Showing posts with label being alive. Show all posts

08 October 2010

Hello Out There

I've been done with my degree for a little more than a month now and while I have been reading everyone else's blogs, I haven't written anything myself.  This is because I am planning to bring this blog to an end.  I'm going to be cleaning it up over the next week or so and I plan to leave the blog itself up for now, anyway. 
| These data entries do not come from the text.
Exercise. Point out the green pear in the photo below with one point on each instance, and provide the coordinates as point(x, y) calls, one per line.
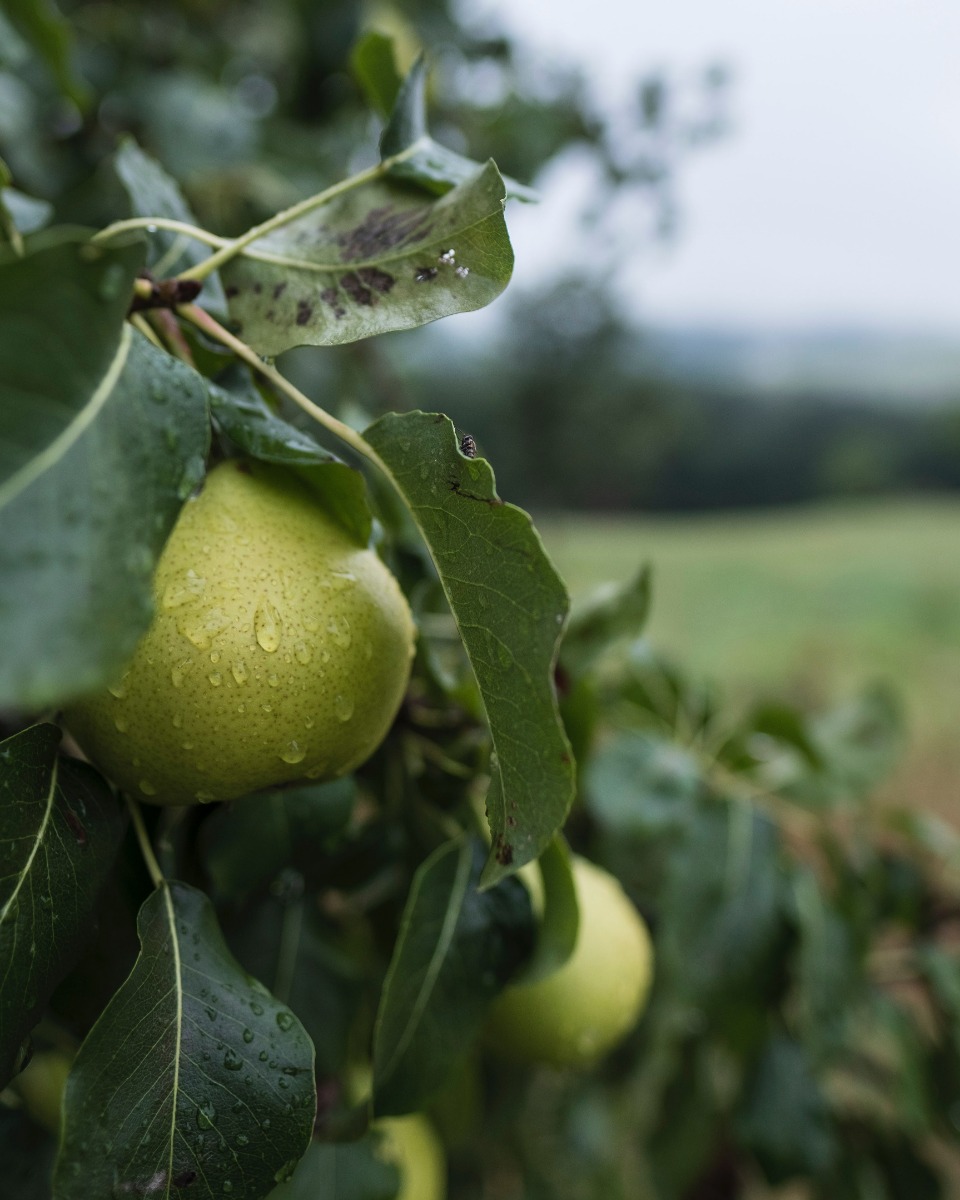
point(580, 1012)
point(280, 649)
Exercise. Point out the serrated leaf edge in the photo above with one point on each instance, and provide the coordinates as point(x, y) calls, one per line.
point(71, 433)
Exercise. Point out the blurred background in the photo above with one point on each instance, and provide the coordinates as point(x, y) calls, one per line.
point(732, 345)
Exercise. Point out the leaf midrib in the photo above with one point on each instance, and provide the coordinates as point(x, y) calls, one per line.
point(37, 841)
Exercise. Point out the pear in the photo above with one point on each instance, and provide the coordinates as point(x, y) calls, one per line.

I started Intermittently Rational almost two years ago when I was trying to finish my undergraduate degree and I was still in the middle of making a recovery from a very bad episode of depression.  I put the emphasis on my experiences as a student with mental disorder.  Now, many months later on, I seem to have recovered from mental disorder and it doesn't seem like it's going to come back anytime soon.  I haven't been cured, mind: I take my lamotrigine, I have bad days and mini-mood swings, I'm obsessively careful about keeping stress, late nights and alcohol to a reasonable minimum.  It has, however, remained all sub-clinical and hasn't interfered with me doing what I want and living my life.  I have a mental disorder but I'm not suffering from it anymore.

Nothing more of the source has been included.